Les éléphants blancs

Car le seul paramètre connu pour le moment demeure l’explosion, au fil des exercices comptables, du coût annoncé au départ – comme c’est toujours le cas pour ce type de grands événements sportifs. Si l’État a su encadrer son engagement direct (un peu plus d’une petite centaine de millions d’euros) en ponctionnant un CNDS censé subventionner les associations de quartier, les collectivités locales et territoriales, elles, n’ont pas fini de cracher au bassinet. Et notamment celles qui ont opté pour des PPP (partenariats privé-public). Ainsi, Marseille aura rénové sa mythique enceinte à hauteur de 534 millions quand, du côté de Bordeaux, l’addition clignote à 350 bâtons. Et même l’OL land, vanté pour son abondement « tout privé » , fut accompagné de frais (transports, etc) annexes frôlant les 200 millions. Évidemment, ces dix stades, faits ou refaits à neuf, vont permettre au foot tricolore de rattraper son retard en matière d’infrastructures – vieille complainte de la LFP de môssieur Thiriez. Il sera donc difficile ensuite pour ce dernier de se plaindre de l’ingratitude du contribuable, qui en déboursant environ 2,5 milliards d’euros (à en croire l’estimation du site « Hexagones » ), aura pour le moins jouer son rôle de douzième homme. La taxe à 75% semble bien loin, et à ce tarif, tout résident français peut réclamer, nouveau-né compris, une place gratuite… Aux clubs de L1, ou de L2 (tel le RC Lens), de remplir leur tribunes, sans quoi ils pourraient se trimbaler ces fameux « éléphants blancs » . Soit d’immenses stades vides, qui feraient mauvais genre dans le panorama d’un foot français qui aime tant vanter son sens de la mesure.

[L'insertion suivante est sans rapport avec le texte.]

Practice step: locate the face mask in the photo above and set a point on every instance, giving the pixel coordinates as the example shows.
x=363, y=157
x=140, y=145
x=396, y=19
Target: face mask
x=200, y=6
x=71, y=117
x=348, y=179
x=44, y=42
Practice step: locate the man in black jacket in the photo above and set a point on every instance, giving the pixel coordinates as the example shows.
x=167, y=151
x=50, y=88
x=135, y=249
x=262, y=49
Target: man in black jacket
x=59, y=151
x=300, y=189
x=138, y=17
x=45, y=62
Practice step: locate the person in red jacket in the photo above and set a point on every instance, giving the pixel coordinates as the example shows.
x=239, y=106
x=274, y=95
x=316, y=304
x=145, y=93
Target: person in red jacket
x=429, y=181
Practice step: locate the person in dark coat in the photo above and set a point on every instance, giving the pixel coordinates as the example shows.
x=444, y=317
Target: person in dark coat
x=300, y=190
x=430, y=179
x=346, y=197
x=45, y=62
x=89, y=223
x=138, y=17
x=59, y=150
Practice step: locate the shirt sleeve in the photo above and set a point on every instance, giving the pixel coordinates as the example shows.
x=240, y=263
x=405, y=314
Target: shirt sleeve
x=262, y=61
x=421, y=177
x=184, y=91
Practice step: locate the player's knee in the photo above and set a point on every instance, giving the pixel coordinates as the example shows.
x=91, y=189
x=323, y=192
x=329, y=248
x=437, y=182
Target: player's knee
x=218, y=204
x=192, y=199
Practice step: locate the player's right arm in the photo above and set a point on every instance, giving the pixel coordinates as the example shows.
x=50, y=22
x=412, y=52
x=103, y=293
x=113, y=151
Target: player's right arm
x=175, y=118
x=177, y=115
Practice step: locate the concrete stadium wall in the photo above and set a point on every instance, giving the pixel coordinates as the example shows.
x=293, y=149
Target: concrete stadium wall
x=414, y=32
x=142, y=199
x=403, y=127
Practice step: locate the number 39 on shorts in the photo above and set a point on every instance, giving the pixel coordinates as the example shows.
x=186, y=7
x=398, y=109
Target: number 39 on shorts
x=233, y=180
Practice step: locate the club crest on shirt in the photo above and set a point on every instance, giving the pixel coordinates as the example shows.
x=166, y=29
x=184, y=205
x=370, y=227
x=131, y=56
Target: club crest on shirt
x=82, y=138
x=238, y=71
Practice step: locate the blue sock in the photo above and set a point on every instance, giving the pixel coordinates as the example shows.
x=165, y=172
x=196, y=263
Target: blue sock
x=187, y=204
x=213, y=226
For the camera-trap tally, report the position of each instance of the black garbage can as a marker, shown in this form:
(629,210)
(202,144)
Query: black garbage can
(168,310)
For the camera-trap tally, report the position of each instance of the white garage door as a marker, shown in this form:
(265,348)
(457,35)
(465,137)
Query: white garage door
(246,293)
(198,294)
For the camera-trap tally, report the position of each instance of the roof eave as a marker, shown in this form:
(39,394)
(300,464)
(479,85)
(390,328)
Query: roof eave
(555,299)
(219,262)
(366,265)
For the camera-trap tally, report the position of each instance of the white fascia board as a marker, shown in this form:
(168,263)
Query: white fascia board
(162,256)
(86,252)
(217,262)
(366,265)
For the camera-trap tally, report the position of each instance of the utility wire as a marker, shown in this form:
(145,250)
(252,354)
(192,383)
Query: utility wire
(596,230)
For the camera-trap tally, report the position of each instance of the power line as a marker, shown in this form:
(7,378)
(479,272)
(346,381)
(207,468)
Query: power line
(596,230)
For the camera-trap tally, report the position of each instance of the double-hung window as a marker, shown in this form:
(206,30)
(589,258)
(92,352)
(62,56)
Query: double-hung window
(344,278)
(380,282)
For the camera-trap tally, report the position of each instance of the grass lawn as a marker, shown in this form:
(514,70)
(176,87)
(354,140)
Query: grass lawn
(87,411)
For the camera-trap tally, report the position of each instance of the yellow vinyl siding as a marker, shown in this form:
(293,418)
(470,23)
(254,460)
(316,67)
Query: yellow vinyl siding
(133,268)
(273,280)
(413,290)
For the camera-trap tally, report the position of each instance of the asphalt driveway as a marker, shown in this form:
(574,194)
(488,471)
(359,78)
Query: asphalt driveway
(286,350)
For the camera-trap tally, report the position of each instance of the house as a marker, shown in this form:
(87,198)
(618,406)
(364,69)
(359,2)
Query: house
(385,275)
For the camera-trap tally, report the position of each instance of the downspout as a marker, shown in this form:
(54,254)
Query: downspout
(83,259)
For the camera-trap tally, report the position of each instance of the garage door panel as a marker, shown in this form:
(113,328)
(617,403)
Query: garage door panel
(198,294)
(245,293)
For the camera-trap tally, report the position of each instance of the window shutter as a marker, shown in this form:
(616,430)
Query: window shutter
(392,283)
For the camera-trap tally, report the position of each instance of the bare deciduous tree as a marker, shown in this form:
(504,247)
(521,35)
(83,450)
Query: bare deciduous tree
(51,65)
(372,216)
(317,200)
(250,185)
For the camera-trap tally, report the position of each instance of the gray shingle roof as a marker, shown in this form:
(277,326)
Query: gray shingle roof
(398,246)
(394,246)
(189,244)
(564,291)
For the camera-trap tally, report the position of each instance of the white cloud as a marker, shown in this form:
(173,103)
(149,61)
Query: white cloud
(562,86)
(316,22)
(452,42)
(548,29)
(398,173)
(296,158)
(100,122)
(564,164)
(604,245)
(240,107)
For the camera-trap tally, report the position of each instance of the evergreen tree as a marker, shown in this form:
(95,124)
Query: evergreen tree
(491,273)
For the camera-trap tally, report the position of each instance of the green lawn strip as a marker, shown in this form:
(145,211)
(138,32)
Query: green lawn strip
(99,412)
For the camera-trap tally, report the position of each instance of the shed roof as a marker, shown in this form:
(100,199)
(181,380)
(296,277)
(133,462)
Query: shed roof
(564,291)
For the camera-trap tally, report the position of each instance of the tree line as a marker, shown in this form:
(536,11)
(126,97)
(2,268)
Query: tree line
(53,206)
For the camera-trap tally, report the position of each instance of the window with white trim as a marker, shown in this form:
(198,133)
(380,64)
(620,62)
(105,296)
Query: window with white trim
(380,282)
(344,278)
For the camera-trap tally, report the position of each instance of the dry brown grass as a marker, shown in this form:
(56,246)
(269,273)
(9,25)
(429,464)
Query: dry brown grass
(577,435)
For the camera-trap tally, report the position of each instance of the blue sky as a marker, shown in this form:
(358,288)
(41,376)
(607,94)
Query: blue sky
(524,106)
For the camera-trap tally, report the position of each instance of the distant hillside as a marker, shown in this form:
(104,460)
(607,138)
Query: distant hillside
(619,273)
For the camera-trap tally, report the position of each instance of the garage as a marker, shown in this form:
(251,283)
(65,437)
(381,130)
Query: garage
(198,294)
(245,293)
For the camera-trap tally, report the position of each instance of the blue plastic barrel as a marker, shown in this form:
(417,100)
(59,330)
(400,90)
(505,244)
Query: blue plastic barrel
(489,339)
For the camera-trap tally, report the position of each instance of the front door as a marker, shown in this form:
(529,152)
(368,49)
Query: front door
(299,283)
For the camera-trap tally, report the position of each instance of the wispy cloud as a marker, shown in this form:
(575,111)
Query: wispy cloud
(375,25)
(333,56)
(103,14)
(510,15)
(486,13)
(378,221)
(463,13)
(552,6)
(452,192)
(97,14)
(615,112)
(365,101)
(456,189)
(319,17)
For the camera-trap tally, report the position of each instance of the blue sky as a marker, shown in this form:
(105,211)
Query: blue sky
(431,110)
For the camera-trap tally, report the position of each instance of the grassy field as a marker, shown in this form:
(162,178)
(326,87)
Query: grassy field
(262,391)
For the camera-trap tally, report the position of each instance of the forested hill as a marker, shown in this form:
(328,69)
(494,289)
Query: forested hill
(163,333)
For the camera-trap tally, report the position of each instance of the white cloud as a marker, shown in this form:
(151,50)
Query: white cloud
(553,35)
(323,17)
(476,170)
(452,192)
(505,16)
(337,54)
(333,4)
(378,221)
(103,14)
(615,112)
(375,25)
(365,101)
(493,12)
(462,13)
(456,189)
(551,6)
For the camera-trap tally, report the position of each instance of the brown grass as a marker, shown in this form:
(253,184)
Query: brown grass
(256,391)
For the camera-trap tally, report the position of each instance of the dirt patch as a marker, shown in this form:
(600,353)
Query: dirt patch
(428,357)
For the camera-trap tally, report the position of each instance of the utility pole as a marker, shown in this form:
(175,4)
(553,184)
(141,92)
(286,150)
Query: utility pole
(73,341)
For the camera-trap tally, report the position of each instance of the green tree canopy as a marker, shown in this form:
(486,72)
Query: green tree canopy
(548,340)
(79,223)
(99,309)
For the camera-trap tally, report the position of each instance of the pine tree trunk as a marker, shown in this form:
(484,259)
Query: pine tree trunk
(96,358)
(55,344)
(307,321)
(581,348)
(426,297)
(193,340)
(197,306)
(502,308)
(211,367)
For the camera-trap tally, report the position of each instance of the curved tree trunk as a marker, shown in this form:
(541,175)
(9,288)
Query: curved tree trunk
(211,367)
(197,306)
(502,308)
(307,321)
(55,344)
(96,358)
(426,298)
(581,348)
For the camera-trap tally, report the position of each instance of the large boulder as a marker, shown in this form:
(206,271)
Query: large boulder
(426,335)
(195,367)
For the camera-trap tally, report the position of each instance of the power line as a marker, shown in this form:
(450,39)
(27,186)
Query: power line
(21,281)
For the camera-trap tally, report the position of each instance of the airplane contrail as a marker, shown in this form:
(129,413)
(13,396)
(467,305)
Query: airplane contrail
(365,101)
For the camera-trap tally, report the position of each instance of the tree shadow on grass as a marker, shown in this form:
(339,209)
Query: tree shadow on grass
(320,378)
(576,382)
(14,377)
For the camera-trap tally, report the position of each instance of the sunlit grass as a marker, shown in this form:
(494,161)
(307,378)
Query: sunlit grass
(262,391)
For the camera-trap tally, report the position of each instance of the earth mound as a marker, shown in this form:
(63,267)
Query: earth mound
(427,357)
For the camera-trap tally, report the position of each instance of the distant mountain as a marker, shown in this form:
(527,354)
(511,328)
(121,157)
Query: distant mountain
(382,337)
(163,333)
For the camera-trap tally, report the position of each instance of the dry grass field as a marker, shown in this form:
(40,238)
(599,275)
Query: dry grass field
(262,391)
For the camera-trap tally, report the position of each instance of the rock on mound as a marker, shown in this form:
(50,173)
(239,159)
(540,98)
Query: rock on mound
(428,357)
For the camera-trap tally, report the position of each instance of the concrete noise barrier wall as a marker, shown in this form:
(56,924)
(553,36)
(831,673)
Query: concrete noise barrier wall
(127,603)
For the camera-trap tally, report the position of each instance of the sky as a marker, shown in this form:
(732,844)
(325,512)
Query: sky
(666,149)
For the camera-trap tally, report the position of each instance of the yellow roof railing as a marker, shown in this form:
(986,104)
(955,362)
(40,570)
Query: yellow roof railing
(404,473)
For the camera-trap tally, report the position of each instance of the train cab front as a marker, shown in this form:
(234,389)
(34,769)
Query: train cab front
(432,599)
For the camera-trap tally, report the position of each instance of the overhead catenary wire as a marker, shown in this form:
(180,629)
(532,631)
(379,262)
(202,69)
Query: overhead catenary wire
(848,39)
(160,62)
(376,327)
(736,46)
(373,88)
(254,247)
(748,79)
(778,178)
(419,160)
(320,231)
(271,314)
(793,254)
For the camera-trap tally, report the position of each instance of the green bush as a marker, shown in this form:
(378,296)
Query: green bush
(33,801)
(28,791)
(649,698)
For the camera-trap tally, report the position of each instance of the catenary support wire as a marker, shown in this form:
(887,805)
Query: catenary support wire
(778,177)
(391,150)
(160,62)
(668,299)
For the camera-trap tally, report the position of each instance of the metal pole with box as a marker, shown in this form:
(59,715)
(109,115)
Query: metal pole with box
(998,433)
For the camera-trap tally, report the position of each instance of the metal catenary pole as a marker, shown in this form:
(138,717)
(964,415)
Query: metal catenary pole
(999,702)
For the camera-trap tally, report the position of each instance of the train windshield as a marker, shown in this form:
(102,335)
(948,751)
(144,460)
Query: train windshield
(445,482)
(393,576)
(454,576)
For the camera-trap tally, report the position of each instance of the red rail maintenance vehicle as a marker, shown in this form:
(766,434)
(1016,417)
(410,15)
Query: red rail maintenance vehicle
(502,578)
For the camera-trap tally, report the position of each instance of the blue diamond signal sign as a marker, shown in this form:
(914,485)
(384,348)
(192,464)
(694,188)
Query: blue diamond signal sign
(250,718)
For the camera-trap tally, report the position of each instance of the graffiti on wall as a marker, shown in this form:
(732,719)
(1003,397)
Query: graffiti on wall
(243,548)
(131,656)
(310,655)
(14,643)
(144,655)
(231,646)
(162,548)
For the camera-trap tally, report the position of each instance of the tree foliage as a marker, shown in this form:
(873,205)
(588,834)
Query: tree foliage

La boutique « platinienne »

Nulle inquiétude néanmoins. Aucun sursaut « citoyen » , comme aime le croire et l’invoquer une gauche de gauche toujours convaincue que le bon peuple est juste mal informé, ne réclamera de justice « sociale » ou juridique, en soulignant au stabilo jaune les abus en tout genre qui ont permis ce joli gonflement de l’enveloppe. Alors même que les collectivités sont invitées à réduire la voilure dans tous les services, aussi vitaux soient-ils… Pas plus que l’exonération fiscale dont bénéficiera la « pauvre » UEFA durant la compétition (sauf pour la TVA, ndlr) n’empêchera grand monde de dormir. Soyons juste, la boutique « platinienne » va malgré tout reverser 20 millions aux villes qui accueillent sa compétition (Alain Juppé avait haussé le ton cela dit, comme quoi nos politiques savent se faire écouter, ça fait plaisir). Des chiffres à reporter au milliard de droits télés qu’elle espère engranger l’an prochain. À côté, Jack Warner passe aisément pour un mendiant pris la main dans la poche d’un quidam. L’UEFA ne tombera pas cette fois donc, même si de vilains journalistes essaient de gâcher la fête. Les affaires qui, par exemple du côté de Lille, sont en cours d’investigation ne devraient pas non plus provoquer de tsunami anti-corruption dans un pays où chacun sait qu’on ne fait pas « ce genre de choses » . L’Euro 2016 est en béton, celui de Bouygues, Vinci et Eiffage.